Why was Tufail Ahmed Mattoo killed? It may just be police frustration, but conspiracy theorists in Kashmir say it could be a way of diverting attention from Machhil.
Far from offering regret and ordering enquiries into Mattoo’s killing, the state government pretended as though all was fine. Stone-pelters had to be dealt with and such mistakes would take place. That’s when a vicious cycle of protest-death-protest started. In 18 days 11 civilians died, mostly minor boys, one of them 9 years old.
Kashmir’s summer of discontent has to be seen in the context of the post-militancy situation. As India was claiming victory in Kashmir, the people rose in revolt in 2008. 62 innocent protestors were killed.  There were protests all summer in 2009 against a double rape and murder case in Shopian, committed allegedly by either the local police or Indian forces. 32 (check) protestors were killed. In Shopian I met one of the members of the local committee asking for justice. They said they did not want to link this to azadi, they wanted justice under Indian laws. But when justice was denied, everybody said the only solution was azadi.
By this summer India has come down very hard on stone-pelters, arresting and killing countless. Protests have been responded to with bullets, curfew, banning media, even arresting those active on the internet. Delhi has made it clear it is not serious about engaging the separatist leadership, even though it has been pretending to be pen to dialogue since 2003. As a result, angry youth are not even in the control of the Hurriyat leaders.
It is clear that Delhi is not going to make any concessions to the people of Kashmir. The troops that Kashmiris see as a problem are for Delhi the solution. The Kashmiri common man feels frustrated to hear about Indo-Pak talks as though the Kashmiri people don’t matter. Not all of the infiltration encounters this summer have been fake, and there are rumours of more Kashmiris trying to cross the LoC into Pakistan. Delhi is pushing people to pick up the gun again, and perhaps it prefers that to non-violent protests for azadi that attract international attention.
Delhi, it seems, prefers to deal with an insurgency. Crushing non-violent protests makes India seem bad even before its own people, and that’s why the disinformation campaign through the Delhi media.

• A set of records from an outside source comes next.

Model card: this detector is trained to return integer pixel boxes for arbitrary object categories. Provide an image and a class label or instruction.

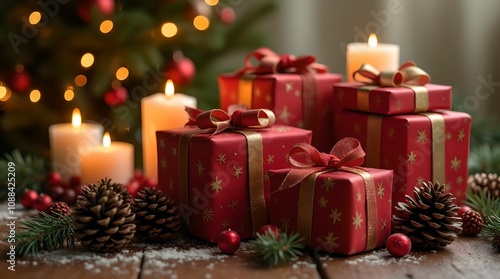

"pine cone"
[132,188,181,242]
[392,182,462,252]
[98,178,133,203]
[73,180,135,252]
[462,210,484,236]
[467,173,500,198]
[46,202,71,218]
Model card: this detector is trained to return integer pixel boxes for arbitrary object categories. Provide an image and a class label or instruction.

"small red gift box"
[218,48,342,151]
[333,63,451,115]
[269,138,393,255]
[156,107,311,242]
[335,110,471,212]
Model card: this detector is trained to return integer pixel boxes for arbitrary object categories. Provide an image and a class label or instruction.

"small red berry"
[385,233,411,258]
[45,171,62,187]
[457,205,472,217]
[217,229,241,255]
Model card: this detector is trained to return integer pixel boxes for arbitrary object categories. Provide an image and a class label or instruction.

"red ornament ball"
[8,71,31,92]
[259,225,280,239]
[385,233,411,258]
[77,0,115,23]
[219,7,236,24]
[104,87,128,107]
[457,205,472,217]
[34,194,53,212]
[45,171,63,188]
[165,57,196,85]
[21,189,38,209]
[217,230,241,255]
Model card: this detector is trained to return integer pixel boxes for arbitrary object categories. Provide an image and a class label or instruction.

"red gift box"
[218,48,342,151]
[333,62,451,115]
[269,138,393,255]
[335,110,471,212]
[333,82,451,115]
[156,109,311,242]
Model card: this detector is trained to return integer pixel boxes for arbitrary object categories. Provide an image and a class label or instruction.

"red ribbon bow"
[352,61,431,87]
[236,47,328,75]
[279,138,365,190]
[186,107,276,135]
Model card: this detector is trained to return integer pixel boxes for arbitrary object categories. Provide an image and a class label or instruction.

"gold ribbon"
[421,112,446,183]
[296,167,378,251]
[365,114,384,168]
[353,61,430,112]
[179,129,267,235]
[233,130,267,235]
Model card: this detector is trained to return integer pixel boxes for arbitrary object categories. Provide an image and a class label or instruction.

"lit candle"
[49,108,103,180]
[81,132,134,185]
[346,33,399,82]
[141,80,196,184]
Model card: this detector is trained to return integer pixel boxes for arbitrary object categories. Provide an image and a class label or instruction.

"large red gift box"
[335,110,471,210]
[269,140,393,255]
[156,122,311,242]
[333,62,451,115]
[333,82,451,115]
[218,49,342,151]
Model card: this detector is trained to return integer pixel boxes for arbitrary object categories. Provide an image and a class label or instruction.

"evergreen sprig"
[255,233,304,267]
[464,188,500,220]
[11,212,74,256]
[0,149,47,200]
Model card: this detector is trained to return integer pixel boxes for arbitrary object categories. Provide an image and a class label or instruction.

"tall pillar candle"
[49,109,104,183]
[141,80,196,184]
[346,34,399,82]
[81,133,134,185]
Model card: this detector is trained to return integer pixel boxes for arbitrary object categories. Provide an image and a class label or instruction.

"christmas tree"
[0,0,274,162]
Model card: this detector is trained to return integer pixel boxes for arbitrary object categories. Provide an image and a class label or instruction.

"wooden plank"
[0,220,144,279]
[141,238,320,279]
[319,237,500,279]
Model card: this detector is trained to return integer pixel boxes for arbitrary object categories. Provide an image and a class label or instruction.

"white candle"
[346,34,399,82]
[81,133,134,185]
[49,108,103,180]
[141,80,196,184]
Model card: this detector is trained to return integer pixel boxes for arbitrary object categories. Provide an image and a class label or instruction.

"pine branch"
[11,212,74,256]
[0,149,47,200]
[464,188,500,220]
[255,233,303,267]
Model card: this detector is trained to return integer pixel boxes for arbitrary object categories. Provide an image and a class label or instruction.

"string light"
[30,89,42,103]
[193,15,210,31]
[28,11,42,25]
[116,67,128,80]
[99,20,113,34]
[64,86,75,102]
[0,86,12,102]
[161,22,177,38]
[75,75,87,87]
[205,0,219,7]
[80,52,94,68]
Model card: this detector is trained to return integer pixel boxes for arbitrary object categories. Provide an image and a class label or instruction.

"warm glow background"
[239,0,500,122]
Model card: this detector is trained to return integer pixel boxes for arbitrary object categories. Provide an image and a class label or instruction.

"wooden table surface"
[0,213,500,279]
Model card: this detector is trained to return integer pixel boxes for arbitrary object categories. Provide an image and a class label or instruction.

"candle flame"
[102,132,111,147]
[165,79,175,98]
[368,33,378,47]
[71,108,82,127]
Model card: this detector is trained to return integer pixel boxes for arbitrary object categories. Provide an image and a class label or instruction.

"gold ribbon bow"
[186,107,276,135]
[352,61,431,87]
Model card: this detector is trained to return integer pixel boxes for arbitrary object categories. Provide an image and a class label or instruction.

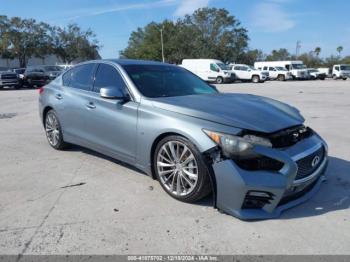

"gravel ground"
[0,80,350,254]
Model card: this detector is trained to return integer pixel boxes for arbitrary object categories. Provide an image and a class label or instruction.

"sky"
[0,0,350,58]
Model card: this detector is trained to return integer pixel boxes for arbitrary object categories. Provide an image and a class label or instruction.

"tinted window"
[64,64,95,91]
[94,64,126,93]
[210,64,220,72]
[123,65,217,97]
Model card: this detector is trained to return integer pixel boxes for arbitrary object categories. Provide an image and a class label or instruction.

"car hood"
[153,93,304,133]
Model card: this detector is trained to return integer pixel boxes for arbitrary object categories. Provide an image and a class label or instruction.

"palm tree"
[314,47,321,56]
[337,46,344,56]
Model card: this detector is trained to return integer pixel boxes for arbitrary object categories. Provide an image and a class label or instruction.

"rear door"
[86,63,139,162]
[55,63,97,145]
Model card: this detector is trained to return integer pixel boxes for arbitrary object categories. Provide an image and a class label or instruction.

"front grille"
[1,74,17,80]
[234,156,284,171]
[295,146,325,180]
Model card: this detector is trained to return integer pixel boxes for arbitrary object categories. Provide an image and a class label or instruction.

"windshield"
[275,66,288,71]
[44,66,62,71]
[340,65,350,71]
[123,65,217,97]
[292,64,306,69]
[217,63,230,70]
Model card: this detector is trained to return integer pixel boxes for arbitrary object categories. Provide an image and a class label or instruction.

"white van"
[254,62,293,81]
[229,64,269,83]
[332,65,350,80]
[180,59,235,84]
[254,60,309,79]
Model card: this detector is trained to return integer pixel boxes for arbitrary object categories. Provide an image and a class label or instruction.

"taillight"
[38,86,44,95]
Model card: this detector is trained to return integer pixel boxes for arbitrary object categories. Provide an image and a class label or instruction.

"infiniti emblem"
[311,156,320,167]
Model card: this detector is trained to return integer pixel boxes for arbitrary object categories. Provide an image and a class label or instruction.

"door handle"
[55,94,63,100]
[86,102,96,109]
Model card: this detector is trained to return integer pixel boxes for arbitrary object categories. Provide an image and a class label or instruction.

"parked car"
[254,60,309,80]
[255,63,293,81]
[9,68,26,87]
[317,67,332,77]
[23,65,62,88]
[57,64,74,71]
[307,68,326,80]
[0,71,20,89]
[229,64,269,83]
[332,65,350,80]
[180,59,235,84]
[39,60,327,219]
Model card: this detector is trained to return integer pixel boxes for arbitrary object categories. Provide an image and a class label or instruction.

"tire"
[277,75,286,81]
[44,109,68,150]
[153,135,211,203]
[252,75,260,83]
[216,76,224,84]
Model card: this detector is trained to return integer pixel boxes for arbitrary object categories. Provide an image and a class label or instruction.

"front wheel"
[252,76,260,83]
[44,110,68,150]
[153,136,211,203]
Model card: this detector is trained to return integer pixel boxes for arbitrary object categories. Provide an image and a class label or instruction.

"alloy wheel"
[156,141,198,196]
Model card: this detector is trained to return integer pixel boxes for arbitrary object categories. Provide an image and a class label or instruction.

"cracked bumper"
[213,135,327,220]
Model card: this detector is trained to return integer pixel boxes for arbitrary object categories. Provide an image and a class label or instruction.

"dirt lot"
[0,80,350,254]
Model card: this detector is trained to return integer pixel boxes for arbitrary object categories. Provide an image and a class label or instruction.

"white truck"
[254,62,293,81]
[317,67,332,77]
[332,65,350,80]
[254,60,309,79]
[229,64,269,83]
[180,59,235,84]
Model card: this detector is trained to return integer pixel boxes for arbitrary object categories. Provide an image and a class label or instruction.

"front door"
[87,63,139,162]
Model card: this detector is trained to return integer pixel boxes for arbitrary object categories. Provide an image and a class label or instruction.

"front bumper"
[213,134,328,220]
[0,79,19,86]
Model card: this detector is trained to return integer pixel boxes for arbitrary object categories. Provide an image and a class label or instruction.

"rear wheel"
[216,76,224,84]
[153,136,211,203]
[44,110,68,150]
[252,75,260,83]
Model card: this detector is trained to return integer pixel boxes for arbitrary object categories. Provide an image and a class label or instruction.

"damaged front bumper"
[212,134,328,220]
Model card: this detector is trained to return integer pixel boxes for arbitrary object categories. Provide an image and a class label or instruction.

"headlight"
[203,130,272,158]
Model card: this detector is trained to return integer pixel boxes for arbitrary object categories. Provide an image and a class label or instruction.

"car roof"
[104,59,175,66]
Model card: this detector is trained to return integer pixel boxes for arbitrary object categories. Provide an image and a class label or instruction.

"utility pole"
[295,40,301,59]
[160,27,165,63]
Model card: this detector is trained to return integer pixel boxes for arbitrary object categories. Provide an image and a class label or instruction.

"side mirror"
[100,86,130,100]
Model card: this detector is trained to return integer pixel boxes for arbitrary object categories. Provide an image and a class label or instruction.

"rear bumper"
[213,135,328,220]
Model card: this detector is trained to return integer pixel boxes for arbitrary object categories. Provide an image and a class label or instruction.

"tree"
[298,51,322,68]
[314,47,321,57]
[337,46,344,57]
[237,49,266,65]
[120,8,249,63]
[266,48,292,61]
[50,24,99,64]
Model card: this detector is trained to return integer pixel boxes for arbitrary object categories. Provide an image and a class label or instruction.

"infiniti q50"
[39,60,327,219]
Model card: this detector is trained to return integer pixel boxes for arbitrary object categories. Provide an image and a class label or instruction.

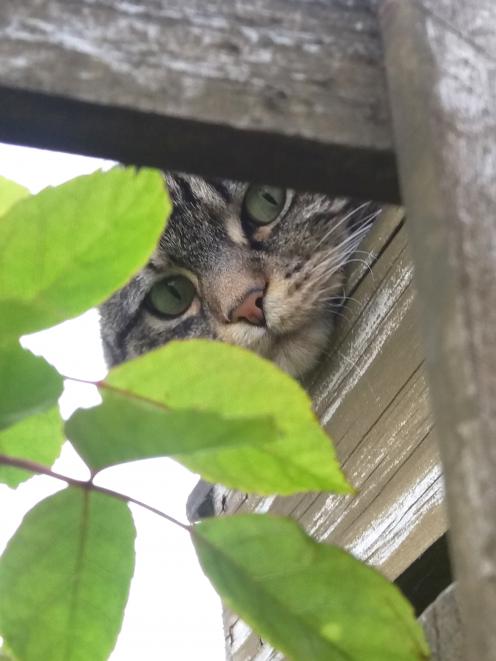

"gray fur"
[101,175,378,376]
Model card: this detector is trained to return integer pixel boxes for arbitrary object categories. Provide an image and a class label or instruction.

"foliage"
[0,168,428,661]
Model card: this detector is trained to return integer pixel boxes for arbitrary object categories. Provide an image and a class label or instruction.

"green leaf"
[192,515,429,661]
[71,340,350,494]
[0,168,170,335]
[65,389,276,471]
[0,408,64,487]
[0,176,30,216]
[0,488,135,661]
[0,342,63,429]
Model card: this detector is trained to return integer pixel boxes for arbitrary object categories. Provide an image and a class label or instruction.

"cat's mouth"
[220,314,332,377]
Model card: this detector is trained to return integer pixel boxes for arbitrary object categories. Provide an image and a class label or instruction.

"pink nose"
[229,289,265,326]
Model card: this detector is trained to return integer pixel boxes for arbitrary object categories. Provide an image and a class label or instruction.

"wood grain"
[382,0,496,661]
[0,0,399,201]
[215,209,446,661]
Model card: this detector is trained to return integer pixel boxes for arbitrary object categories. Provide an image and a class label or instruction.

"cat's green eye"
[243,184,286,225]
[146,275,196,318]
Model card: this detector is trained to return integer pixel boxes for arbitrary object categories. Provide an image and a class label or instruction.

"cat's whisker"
[315,202,370,250]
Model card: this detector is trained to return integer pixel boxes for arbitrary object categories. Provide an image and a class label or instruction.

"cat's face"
[101,175,377,376]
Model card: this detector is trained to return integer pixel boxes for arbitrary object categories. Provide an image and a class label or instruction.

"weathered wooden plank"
[215,211,446,661]
[0,0,399,201]
[382,0,496,661]
[419,584,466,661]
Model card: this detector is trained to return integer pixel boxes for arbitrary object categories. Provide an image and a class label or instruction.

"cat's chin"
[267,319,332,378]
[220,318,332,378]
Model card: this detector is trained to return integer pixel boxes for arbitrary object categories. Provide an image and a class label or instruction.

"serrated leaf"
[0,176,30,216]
[65,389,276,471]
[192,515,429,661]
[0,342,63,429]
[74,340,350,494]
[0,168,170,336]
[0,488,135,661]
[0,408,64,487]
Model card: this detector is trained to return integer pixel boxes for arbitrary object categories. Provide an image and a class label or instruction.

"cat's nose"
[229,289,265,326]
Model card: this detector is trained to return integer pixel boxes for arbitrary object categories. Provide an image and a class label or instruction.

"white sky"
[0,144,225,661]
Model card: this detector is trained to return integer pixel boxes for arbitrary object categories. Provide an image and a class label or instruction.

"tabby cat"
[101,174,379,377]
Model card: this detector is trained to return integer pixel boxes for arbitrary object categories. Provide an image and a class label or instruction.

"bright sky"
[0,144,225,661]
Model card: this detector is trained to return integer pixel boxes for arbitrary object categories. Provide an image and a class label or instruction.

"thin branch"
[0,454,192,532]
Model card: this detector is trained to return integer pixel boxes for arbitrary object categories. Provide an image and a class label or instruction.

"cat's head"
[100,175,377,376]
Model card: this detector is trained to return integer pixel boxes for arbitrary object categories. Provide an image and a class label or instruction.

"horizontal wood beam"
[0,0,399,202]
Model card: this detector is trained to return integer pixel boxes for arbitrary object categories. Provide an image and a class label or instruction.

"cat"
[100,174,380,378]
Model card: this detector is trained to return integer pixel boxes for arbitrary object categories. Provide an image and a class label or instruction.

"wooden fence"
[0,0,496,661]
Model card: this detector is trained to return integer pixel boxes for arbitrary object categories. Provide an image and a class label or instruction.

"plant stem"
[0,454,192,532]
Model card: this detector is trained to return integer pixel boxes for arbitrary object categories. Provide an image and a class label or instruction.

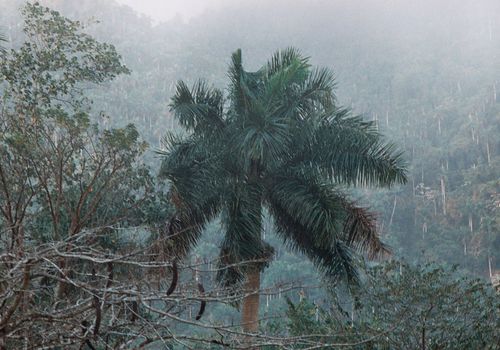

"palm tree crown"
[161,48,406,285]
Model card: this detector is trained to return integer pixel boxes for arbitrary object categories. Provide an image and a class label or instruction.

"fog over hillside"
[0,0,500,350]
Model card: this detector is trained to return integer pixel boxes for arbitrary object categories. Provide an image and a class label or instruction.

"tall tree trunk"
[241,160,262,349]
[241,268,260,333]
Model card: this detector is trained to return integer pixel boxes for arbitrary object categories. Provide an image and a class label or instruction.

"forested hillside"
[0,0,500,348]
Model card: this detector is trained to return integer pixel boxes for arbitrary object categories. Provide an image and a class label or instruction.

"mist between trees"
[0,0,500,349]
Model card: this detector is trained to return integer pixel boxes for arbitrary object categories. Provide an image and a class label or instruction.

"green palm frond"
[170,80,225,133]
[160,137,223,255]
[217,186,272,286]
[297,110,406,186]
[0,33,7,55]
[264,47,309,76]
[160,48,406,286]
[269,194,359,284]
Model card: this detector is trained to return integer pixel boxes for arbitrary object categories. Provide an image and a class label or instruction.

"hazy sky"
[117,0,215,21]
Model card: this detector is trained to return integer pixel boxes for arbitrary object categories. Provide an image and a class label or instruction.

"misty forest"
[0,0,500,350]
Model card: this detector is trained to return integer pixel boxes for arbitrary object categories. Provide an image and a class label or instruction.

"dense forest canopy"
[0,0,500,348]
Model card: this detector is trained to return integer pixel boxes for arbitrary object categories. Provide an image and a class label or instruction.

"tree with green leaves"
[0,3,172,350]
[274,261,500,350]
[161,48,406,332]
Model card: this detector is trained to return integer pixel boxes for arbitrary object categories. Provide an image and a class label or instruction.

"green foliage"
[160,49,406,285]
[0,3,156,250]
[272,261,500,349]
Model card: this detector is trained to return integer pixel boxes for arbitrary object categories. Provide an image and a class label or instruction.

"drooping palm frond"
[342,199,391,259]
[266,170,389,266]
[299,110,406,186]
[161,48,406,292]
[269,193,359,284]
[263,47,310,77]
[170,80,225,133]
[160,137,223,255]
[0,33,7,55]
[217,186,272,286]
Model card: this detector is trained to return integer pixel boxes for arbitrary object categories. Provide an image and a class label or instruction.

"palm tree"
[160,48,406,332]
[0,33,7,56]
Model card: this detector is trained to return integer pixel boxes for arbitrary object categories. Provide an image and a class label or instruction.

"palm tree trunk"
[241,268,260,333]
[241,161,262,349]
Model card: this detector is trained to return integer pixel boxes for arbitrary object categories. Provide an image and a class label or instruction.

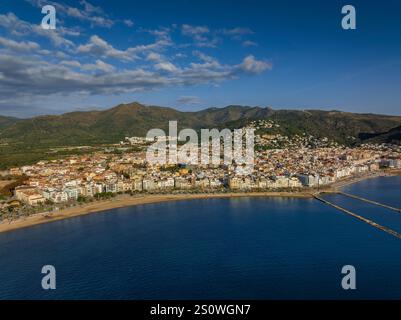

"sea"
[0,176,401,300]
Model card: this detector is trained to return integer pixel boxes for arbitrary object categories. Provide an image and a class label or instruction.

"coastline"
[0,170,401,233]
[0,192,312,233]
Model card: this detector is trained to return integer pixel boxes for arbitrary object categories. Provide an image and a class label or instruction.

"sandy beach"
[0,192,312,233]
[0,170,401,233]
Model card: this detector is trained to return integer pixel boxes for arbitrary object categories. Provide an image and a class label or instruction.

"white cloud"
[123,19,134,27]
[177,96,202,105]
[242,40,258,47]
[146,52,163,62]
[220,27,254,37]
[239,55,272,74]
[26,0,114,28]
[77,35,136,60]
[155,61,178,72]
[0,12,74,47]
[0,37,40,51]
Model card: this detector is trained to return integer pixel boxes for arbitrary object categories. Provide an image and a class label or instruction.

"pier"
[313,194,401,239]
[337,191,401,213]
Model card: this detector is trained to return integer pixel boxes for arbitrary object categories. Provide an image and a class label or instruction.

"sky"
[0,0,401,117]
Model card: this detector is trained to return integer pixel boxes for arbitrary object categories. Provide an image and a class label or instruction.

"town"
[0,125,401,219]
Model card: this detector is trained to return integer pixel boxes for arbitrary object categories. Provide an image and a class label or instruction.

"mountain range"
[0,102,401,146]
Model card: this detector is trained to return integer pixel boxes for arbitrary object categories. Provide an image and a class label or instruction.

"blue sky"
[0,0,401,117]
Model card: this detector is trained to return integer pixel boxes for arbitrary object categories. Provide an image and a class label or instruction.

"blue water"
[0,177,401,299]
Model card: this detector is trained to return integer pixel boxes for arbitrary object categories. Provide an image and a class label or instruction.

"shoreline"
[0,192,313,233]
[0,170,401,233]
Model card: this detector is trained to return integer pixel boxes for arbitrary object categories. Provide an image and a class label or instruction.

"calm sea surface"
[0,177,401,299]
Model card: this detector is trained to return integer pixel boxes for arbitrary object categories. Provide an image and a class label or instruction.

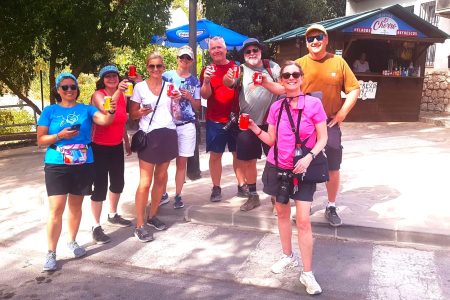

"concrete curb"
[184,205,450,248]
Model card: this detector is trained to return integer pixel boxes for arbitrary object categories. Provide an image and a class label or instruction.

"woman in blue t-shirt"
[37,73,116,271]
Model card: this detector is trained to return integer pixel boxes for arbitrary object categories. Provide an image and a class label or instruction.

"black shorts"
[44,163,94,197]
[91,143,125,201]
[325,146,343,171]
[236,125,270,160]
[325,119,343,171]
[262,162,316,202]
[138,128,178,164]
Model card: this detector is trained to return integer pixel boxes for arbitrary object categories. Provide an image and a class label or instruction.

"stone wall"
[420,70,450,112]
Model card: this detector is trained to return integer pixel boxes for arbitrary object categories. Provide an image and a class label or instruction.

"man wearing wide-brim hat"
[223,38,280,211]
[296,24,359,227]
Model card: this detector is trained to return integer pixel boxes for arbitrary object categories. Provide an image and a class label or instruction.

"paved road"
[0,222,450,300]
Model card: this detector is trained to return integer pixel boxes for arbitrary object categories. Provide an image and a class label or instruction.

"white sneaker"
[270,252,298,274]
[299,272,322,295]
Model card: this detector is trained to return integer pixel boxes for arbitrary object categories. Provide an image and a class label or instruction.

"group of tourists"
[37,24,359,294]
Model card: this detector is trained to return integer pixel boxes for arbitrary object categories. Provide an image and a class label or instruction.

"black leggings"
[91,143,125,201]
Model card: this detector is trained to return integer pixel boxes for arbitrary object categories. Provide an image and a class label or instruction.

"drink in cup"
[253,72,262,85]
[125,82,133,97]
[167,83,174,97]
[233,65,239,78]
[128,65,137,77]
[239,113,250,130]
[103,96,112,110]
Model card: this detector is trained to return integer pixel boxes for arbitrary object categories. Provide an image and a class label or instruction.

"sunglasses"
[178,54,192,61]
[245,48,259,55]
[306,33,323,43]
[60,84,78,92]
[147,64,163,69]
[281,72,302,79]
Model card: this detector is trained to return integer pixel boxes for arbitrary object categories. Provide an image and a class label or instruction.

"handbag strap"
[273,96,303,168]
[145,78,166,134]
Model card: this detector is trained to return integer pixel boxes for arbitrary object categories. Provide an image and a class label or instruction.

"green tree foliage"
[202,0,345,40]
[0,0,172,112]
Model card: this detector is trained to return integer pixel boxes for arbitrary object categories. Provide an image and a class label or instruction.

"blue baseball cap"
[98,65,119,78]
[55,72,78,89]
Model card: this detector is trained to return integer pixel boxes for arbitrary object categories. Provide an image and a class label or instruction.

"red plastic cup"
[239,113,250,130]
[233,65,239,78]
[253,72,262,85]
[128,65,137,76]
[167,83,174,97]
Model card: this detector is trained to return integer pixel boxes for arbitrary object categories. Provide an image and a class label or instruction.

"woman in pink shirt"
[91,64,131,244]
[249,61,327,294]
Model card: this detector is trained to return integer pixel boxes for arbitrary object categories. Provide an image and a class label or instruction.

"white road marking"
[368,246,444,300]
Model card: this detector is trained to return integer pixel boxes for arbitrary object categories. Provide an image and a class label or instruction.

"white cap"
[177,46,194,59]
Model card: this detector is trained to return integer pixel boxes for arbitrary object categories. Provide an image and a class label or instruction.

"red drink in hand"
[253,72,262,85]
[239,113,250,130]
[128,65,137,77]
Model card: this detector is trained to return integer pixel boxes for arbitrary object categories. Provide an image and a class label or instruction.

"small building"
[266,5,449,121]
[345,0,450,70]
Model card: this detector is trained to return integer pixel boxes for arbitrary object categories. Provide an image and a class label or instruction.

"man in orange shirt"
[296,24,360,227]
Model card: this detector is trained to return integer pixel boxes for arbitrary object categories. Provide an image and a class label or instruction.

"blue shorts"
[206,121,237,153]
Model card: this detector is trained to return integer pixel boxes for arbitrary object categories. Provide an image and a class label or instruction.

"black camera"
[277,170,292,204]
[223,112,238,131]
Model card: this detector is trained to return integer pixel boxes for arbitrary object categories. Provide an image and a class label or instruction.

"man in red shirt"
[200,37,245,202]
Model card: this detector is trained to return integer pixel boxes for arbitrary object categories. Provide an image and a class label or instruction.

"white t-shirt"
[353,59,370,73]
[131,80,176,132]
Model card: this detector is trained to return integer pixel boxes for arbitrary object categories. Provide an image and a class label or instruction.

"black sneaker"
[147,217,166,230]
[240,194,261,211]
[92,226,111,244]
[159,193,169,206]
[108,214,131,227]
[173,195,184,209]
[134,226,153,243]
[325,206,342,227]
[236,184,250,198]
[209,186,222,202]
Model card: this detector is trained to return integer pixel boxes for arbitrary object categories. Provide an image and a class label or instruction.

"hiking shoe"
[236,184,250,198]
[173,195,184,209]
[108,214,131,227]
[159,193,169,206]
[147,217,166,230]
[299,272,322,295]
[134,226,153,243]
[270,252,298,274]
[92,226,111,244]
[241,194,261,211]
[209,186,222,202]
[67,241,86,258]
[42,251,56,271]
[325,206,342,227]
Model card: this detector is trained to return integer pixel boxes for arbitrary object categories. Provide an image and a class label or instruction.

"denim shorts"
[206,121,237,153]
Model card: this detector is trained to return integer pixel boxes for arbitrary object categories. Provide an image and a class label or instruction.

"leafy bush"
[0,109,35,134]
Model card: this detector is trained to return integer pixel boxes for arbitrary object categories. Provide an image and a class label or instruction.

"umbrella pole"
[186,0,202,180]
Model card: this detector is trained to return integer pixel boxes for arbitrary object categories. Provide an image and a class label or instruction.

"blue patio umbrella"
[151,19,248,50]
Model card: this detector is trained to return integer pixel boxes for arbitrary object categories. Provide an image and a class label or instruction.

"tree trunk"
[48,41,57,104]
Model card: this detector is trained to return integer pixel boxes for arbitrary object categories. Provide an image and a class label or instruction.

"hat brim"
[240,42,263,53]
[102,70,120,78]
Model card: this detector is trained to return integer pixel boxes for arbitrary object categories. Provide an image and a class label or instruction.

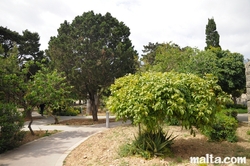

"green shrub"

Another round of militancy in Kashmir, however, would mean that India will be able to portray itself as a victim of terrorism, especially if Pakistan re-opens the militant tap to Kashmir after Obama exits the Afghan theatre. It will be easier for India to crush another armed struggle as it is much better prepared to do so now that it was in 1989. Sadly, all signals are that Kashmir is headed for another bloody decade.